Gary Cathcart, responsable des enquêtes financières à la NCA, a critiqué les mélangeurs. Selon lui, l’outil contribue à renforcer la difficulté d’identification des transactions

« En ce qui concerne les transactions de crypto-monnaie, l’identité du propriétaire est déjà obscurcie. La réalité est que les régulateurs ont besoin de plus d’informations qui sont très difficiles à obtenir pour déterminer la valeur d’un portefeuille et de son propriétaire.
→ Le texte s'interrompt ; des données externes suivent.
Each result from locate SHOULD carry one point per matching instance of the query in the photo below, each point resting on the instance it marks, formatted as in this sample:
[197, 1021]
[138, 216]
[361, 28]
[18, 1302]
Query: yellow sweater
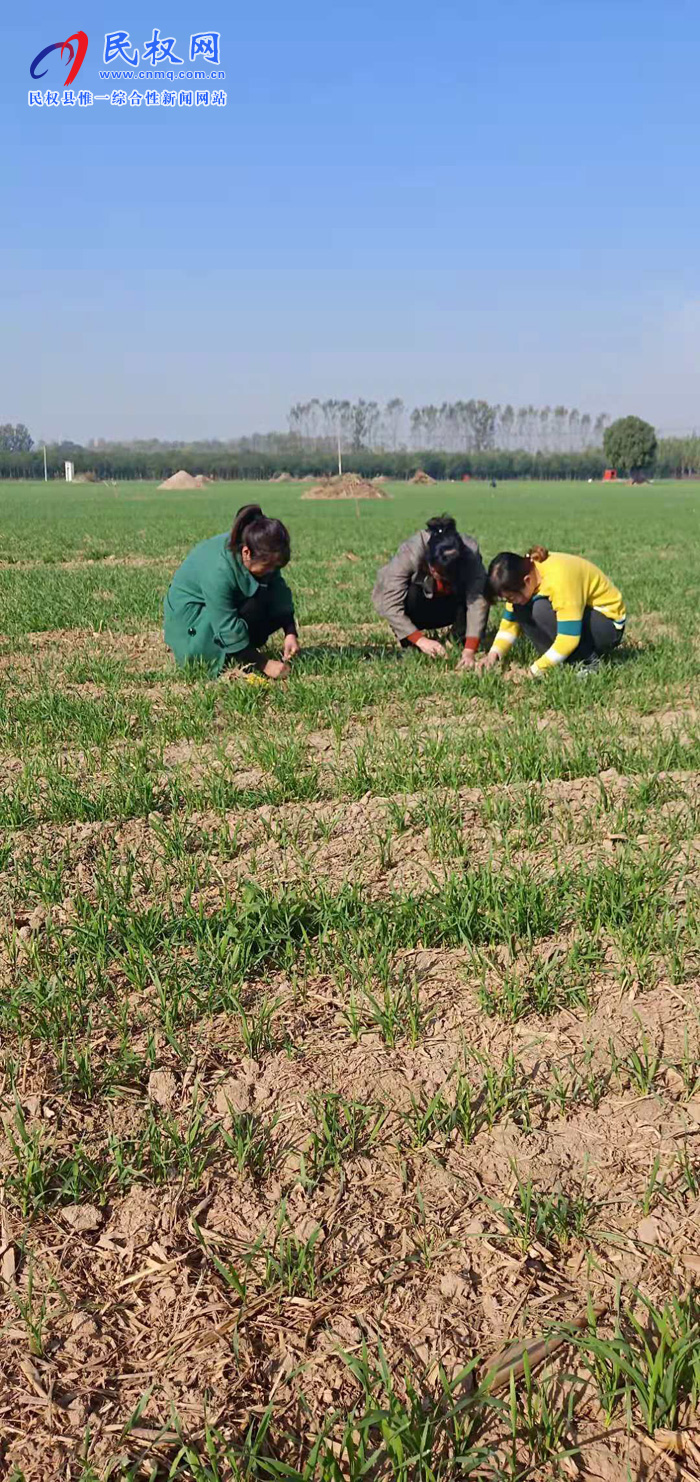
[571, 586]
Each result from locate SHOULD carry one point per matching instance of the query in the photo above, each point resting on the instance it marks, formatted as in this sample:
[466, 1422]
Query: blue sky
[430, 200]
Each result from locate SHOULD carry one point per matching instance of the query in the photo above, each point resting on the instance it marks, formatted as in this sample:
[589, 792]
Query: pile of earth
[344, 486]
[421, 477]
[186, 480]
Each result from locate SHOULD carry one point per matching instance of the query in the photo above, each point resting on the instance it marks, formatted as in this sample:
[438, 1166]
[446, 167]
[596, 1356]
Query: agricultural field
[349, 1027]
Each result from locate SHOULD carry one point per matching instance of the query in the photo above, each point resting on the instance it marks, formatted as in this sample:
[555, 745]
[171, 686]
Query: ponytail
[445, 547]
[266, 538]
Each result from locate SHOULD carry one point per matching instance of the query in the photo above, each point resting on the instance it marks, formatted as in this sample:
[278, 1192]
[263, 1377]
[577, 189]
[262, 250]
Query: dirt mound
[181, 480]
[344, 486]
[421, 477]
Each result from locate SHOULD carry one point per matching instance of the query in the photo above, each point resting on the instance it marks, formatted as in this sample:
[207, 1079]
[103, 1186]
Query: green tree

On a demandé à Cathcart si le règlement pourrait enfreindre les droits d’utilisateurs innocents qui veulent juste la vie privée. Il a qualifié cet argument de « faible » et a déclaré que les règles visent à offrir « confort et sécurité » à ceux qui utilisent des crypto-monnaies.

Dans le même temps, l’exécutif a déclaré que les lois pourraient bénéficier aux mélangeurs eux-mêmes. Avec le règlement, les autorités britanniques seront en mesure de faire la distinction entre les mixeurs légitimes – qui sont utilisés pour préserver la confidentialité – et ceux illégitimes – qui facilitent des activités criminelles graves telles que les ransomwares et les attaques terroristes.

Les mixeurs sont-ils illégaux ?

Bien qu’associés au crime, les mélangeurs sont des outils importants pour de nombreux utilisateurs qui échangent des crypto-monnaies. Son utilisation augmente la confidentialité des adresses et rend plus difficile de savoir à qui appartient un portefeuille particulier.

L’utilisation de ces outils s’est développée depuis 2020, à mesure que le nombre d’échanges créant des processus KYC a augmenté. Ces procédures comportent souvent des risques tels que la fuite de la documentation soumise et la réduction de la confidentialité des utilisateurs.

Cependant, les mélangeurs servent également à rendre difficile le suivi des fonds volés, comme dans les attaques d’échange. En fait, les pirates impliqués dans le vol de Bitfinex en 2016 ont passé cinq ans à cacher les fonds volés via des mélangeurs. Seule une série d’erreurs a poussé les autorités à les capturer début février.

Ce n’est pas la première fois que les régulateurs expriment des inquiétudes quant au potentiel des mélangeurs. Mais le statut juridique de ces logiciels varie d’un pays à l’autre. Certains interdisent ces outils, tandis que d’autres n’ont pas de statut légal pour eux.

Dans ce deuxième groupe se trouve le Royaume-Uni, qui entend stipuler des règles d’utilisation. Comme les créateurs conservent un contrôle suffisant sur les mélangeurs, ils ne sont pas entièrement décentralisés. Le pays est donc en mesure d’imposer des règles de conformité.

Même les logiciels les plus connus, comme Tornado Cash, ont encore un degré de centralisation qui permet ce contrôle. Des noms comme Assistant du procureur américain Brian Benczkowski a pris position en faveur de l’interdiction des mélangeurs. « Chercher à masquer les transactions en monnaie virtuelle (via un mélangeur) est un crime », a-t-il déclaré en février.